Charge molecules script #70

jthorton · 2026-01-23T12:09:57Z

Fixes #60 adding a new script which takes an input SDF and generates the requested charges. Provenance info on the charge generation method is also included in the output SDF file as an SD tag formatted as:

>  <charge_provenance>  (1) 
{"openfe_version": "1.8.0", "openff_toolkit_version": "0.18.0", "rdkit_version": "2025.09.4", "charge_method": "am1bccelf10", "oeomega": "20251120", "oequacpac": "2111"}

IAlibay

Couple of quick first pass comments.

IAlibay · 2026-01-23T12:36:17Z

openfe_benchmarks/data/data_generation/charge_molecules.py

+@click.command()
+@click.option("--input-path", type=click.Path(exists=True, dir_okay=False, path_type=pathlib.Path), required=True, help="Path to the input SDF file containing the molecules to be charged.")
+@click.option("--output-dir", type=click.Path(dir_okay=True, file_okay=False, exists=True, path_type=pathlib.Path), required=True, help="Path to the output folder the SDF file with charged molecules will be saved.")
+@click.option("--charge-method", type=click.Choice(["am1bcc", "am1bccelf10"]), default="am1bcc", help="The method to use for charge assignment.")


Ahh yeah can add that in.

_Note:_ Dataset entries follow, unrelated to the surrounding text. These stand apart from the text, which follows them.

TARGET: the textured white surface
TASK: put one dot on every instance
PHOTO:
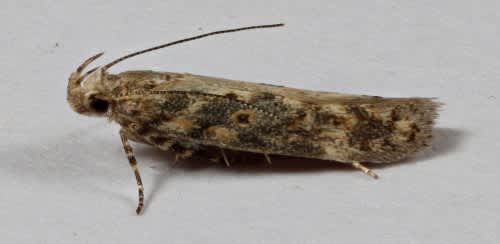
(65, 178)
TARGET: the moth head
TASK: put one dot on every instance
(86, 93)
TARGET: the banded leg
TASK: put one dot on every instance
(224, 156)
(365, 170)
(133, 164)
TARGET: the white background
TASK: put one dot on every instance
(65, 178)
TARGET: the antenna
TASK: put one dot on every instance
(109, 65)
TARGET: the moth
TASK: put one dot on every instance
(190, 112)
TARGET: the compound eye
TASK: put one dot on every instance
(99, 105)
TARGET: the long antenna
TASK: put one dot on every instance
(107, 66)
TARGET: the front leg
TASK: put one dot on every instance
(133, 164)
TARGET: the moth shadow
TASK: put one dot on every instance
(446, 140)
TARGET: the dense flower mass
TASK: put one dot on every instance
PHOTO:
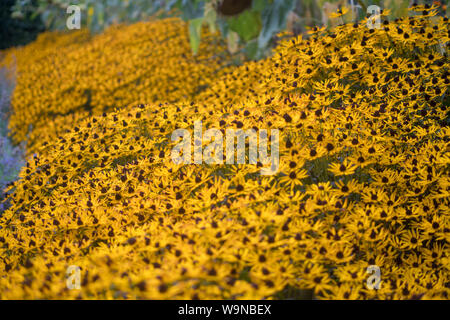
(62, 79)
(363, 178)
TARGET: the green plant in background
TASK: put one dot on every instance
(96, 14)
(249, 26)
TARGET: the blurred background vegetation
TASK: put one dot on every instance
(247, 25)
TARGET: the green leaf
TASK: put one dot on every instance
(195, 28)
(252, 50)
(274, 19)
(210, 16)
(232, 42)
(247, 25)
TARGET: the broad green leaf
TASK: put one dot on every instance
(210, 16)
(247, 25)
(274, 19)
(195, 29)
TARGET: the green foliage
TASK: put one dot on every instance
(250, 31)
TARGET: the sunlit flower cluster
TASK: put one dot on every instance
(363, 180)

I also wanted Gasteiger charges but thats blocked by our charge API maybe we can look at adding that later though.

How unwieldy will this become to update as we add more, e.g. nagl models, etc..?
If it's easier to make one script per charge model or something like that, then please go with the easiest solution!

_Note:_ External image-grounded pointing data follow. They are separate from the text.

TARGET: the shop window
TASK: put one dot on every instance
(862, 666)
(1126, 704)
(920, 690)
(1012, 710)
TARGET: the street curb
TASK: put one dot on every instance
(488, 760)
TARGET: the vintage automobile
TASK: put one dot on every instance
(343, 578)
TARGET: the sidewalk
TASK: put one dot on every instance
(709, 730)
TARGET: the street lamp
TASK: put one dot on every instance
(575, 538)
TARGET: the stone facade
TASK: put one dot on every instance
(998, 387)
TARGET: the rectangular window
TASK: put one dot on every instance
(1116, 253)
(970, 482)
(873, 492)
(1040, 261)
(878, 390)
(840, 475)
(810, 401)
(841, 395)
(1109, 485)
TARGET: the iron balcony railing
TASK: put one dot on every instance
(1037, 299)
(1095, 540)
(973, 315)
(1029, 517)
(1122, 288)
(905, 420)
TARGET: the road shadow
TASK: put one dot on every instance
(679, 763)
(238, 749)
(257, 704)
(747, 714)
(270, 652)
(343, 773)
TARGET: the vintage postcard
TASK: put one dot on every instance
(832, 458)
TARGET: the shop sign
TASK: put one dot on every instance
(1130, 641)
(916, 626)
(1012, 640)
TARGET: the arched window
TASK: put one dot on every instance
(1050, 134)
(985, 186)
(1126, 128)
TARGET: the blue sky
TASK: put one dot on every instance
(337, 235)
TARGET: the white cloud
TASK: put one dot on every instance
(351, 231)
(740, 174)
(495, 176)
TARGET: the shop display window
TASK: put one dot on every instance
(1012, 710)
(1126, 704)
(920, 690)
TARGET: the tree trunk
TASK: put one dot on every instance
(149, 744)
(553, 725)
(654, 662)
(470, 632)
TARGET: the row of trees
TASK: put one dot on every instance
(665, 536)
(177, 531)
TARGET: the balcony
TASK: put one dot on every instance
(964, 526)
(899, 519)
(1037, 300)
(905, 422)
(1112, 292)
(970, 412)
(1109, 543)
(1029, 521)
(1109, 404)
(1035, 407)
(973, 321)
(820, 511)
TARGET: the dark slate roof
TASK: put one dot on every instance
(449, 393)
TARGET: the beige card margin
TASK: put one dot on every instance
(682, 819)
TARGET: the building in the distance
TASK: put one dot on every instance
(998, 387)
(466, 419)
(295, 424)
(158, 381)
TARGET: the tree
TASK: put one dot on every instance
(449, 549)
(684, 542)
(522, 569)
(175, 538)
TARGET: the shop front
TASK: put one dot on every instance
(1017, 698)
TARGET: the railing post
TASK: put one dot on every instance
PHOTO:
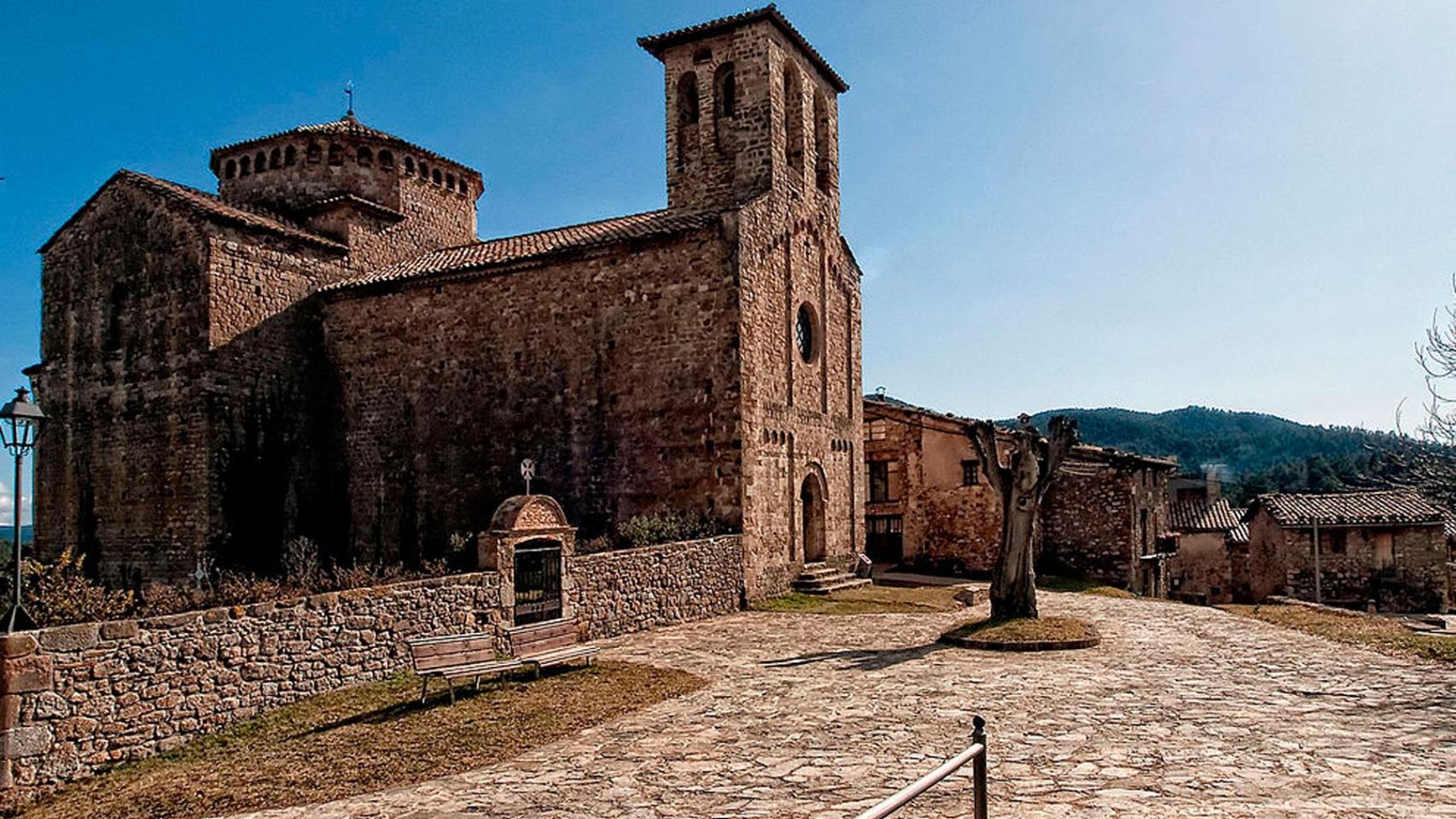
(979, 765)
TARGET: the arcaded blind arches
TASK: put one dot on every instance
(823, 167)
(792, 118)
(686, 117)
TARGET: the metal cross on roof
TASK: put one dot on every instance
(527, 472)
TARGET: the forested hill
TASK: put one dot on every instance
(1262, 453)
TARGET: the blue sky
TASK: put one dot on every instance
(1152, 204)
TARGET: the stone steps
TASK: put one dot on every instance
(822, 579)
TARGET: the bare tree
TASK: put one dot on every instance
(1437, 358)
(1021, 482)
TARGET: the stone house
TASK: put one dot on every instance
(1386, 549)
(928, 502)
(1210, 565)
(325, 348)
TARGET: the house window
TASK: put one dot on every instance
(113, 326)
(884, 482)
(1332, 542)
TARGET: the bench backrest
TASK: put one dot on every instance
(526, 641)
(430, 653)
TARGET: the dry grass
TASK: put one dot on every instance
(1025, 630)
(1054, 584)
(1377, 633)
(868, 600)
(363, 740)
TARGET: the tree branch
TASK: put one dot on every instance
(1062, 437)
(983, 437)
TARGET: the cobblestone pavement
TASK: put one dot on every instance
(1179, 712)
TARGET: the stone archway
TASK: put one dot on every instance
(812, 517)
(530, 543)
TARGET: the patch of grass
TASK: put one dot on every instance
(1377, 633)
(868, 600)
(1057, 584)
(363, 740)
(1025, 630)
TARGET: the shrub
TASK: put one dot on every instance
(60, 592)
(666, 527)
(300, 562)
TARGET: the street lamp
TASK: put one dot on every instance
(20, 425)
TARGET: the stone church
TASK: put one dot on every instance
(325, 348)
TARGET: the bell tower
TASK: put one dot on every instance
(752, 108)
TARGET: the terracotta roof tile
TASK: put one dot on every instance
(1350, 508)
(660, 43)
(533, 245)
(1203, 517)
(206, 204)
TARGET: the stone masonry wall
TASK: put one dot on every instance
(121, 468)
(657, 585)
(76, 699)
(1347, 566)
(614, 369)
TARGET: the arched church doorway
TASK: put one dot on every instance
(812, 514)
(538, 581)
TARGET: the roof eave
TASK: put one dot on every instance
(658, 44)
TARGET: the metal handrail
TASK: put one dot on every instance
(906, 794)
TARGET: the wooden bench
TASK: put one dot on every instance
(460, 656)
(546, 645)
(457, 656)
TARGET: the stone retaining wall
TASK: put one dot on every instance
(76, 699)
(657, 585)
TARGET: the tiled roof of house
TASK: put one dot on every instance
(1080, 451)
(660, 43)
(204, 204)
(1203, 517)
(347, 125)
(480, 255)
(1350, 508)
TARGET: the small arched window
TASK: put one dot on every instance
(806, 334)
(688, 99)
(823, 169)
(727, 90)
(792, 118)
(111, 329)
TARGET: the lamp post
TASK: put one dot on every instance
(20, 424)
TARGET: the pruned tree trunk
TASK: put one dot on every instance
(1022, 482)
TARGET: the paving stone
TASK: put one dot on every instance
(1181, 712)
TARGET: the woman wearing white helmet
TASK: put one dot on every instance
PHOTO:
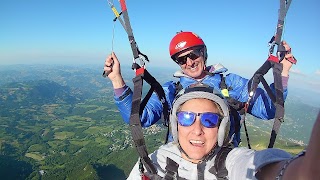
(199, 125)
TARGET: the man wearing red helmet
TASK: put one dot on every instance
(189, 51)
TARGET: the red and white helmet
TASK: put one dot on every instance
(184, 40)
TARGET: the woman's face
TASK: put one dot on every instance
(197, 140)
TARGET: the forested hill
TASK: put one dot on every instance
(60, 122)
(39, 92)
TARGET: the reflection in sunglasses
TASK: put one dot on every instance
(193, 55)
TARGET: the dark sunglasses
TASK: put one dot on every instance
(193, 55)
(207, 119)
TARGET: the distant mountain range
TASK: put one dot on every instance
(61, 121)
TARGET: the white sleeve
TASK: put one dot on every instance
(243, 163)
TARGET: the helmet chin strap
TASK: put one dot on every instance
(207, 157)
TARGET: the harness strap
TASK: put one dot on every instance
(138, 106)
(171, 169)
(274, 63)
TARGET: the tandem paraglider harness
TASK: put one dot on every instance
(138, 105)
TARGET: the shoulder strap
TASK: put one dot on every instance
(219, 169)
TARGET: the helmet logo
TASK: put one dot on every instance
(180, 45)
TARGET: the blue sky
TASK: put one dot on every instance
(81, 31)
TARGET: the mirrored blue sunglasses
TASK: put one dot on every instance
(207, 119)
(193, 55)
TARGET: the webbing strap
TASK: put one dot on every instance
(274, 63)
(138, 106)
(135, 126)
(137, 109)
(171, 170)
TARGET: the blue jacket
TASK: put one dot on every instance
(260, 106)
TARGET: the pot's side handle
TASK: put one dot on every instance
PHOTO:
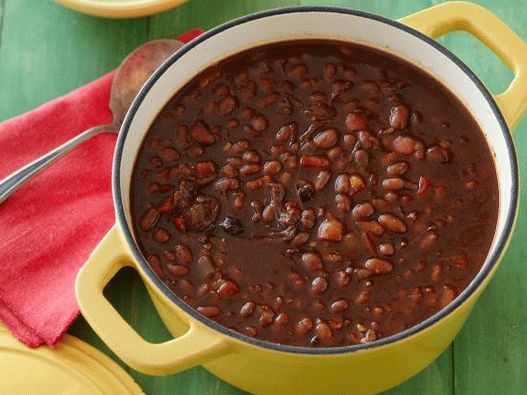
(195, 346)
(494, 33)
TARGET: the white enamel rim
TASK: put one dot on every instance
(287, 24)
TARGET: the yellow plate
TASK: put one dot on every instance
(73, 367)
(120, 8)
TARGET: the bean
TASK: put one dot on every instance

My understanding from our meetings is that we will have a few based charge models, but since it's trivial to apply NAGL when we apply the forcefield, that it may not be worth it.

Since AM1BCC can take a non insignificant amount of time, it makes sense to have that already done.

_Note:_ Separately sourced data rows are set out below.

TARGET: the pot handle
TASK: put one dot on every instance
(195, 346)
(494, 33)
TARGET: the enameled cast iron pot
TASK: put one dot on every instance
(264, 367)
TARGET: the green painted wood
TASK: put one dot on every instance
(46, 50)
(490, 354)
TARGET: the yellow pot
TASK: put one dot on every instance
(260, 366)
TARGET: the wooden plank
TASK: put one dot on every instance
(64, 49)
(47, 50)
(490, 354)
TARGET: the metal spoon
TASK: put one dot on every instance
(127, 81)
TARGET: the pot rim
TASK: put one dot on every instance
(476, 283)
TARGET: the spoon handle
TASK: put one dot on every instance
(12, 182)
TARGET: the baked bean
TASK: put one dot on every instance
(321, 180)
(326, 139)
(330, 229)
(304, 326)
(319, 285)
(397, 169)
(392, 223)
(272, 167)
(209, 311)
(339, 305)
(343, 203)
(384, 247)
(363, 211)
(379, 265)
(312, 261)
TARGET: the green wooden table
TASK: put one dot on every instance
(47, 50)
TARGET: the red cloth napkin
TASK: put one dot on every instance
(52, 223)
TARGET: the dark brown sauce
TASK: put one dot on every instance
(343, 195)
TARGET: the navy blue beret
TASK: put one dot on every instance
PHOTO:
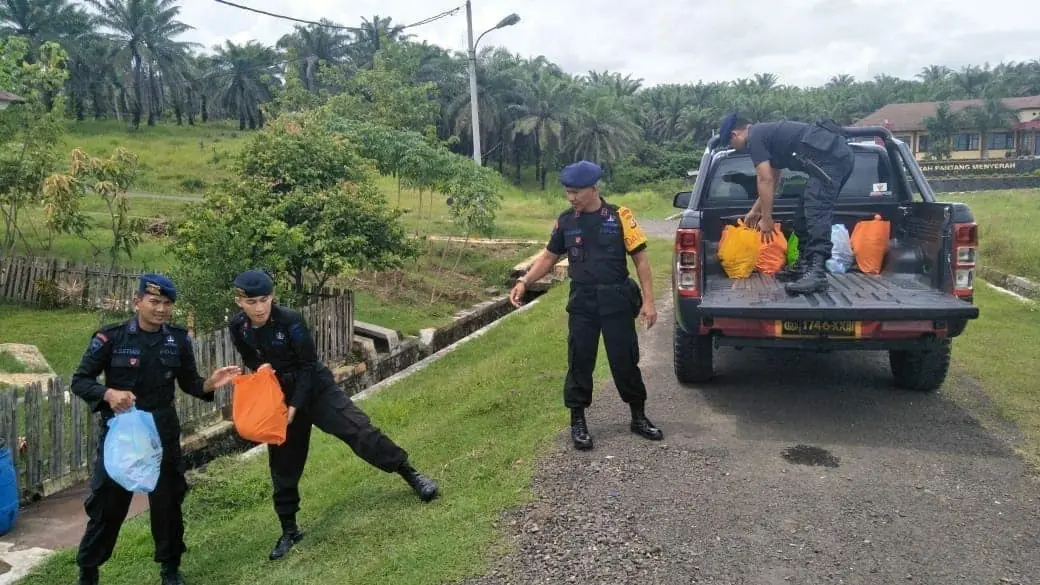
(254, 283)
(579, 175)
(157, 284)
(726, 128)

I have added NAGL for now but as @jaclark5 points out these are very quick to apply and so might not be needed, the only benifit is that if you want to do some analysis on the charges, they are all stored here rather than needing to be generated again.

since it's trivial to apply NAGL when we apply the forcefield,

Given the nature of this repo, (and for many other reasons) I would prefer it if the partial charges were always stored here rather than generating at execution time.

Edit: unless the experiment asks for execution time charges - less variability == better benchmarks.

IAlibay · 2026-01-23T12:36:49Z

openfe_benchmarks/data/data_generation/charge_molecules.py

+
+        # construct the toolkit backend
+        method_to_backend = {
+            "am1bcc": "ambertools",


Future planning a little bit, it might be good to also have am1bcc from openeye here.

IAlibay · 2026-01-23T12:38:37Z

openfe_benchmarks/data/data_generation/charge_molecules.py

+        )
+        # for each ligand stamp the provenance info as sdf property and write to output sdf
+        # generate the provenance info
+        provenance = {


I like this.

We may want our charge API to just do this then this could all be replaced by using the openfe CLI

rdkit version may not be relevant if openeye is used, can this have some logic, if rdkit is available add version, if openeye is available add version, if amber tools is available, add version.

Thats true for the charges but OpenFE uses rdkit to convert to and from OpenFF so if there are any conversion issues we know which version it was done by, hopefully the provanence stamp makes it clear which backend was used though.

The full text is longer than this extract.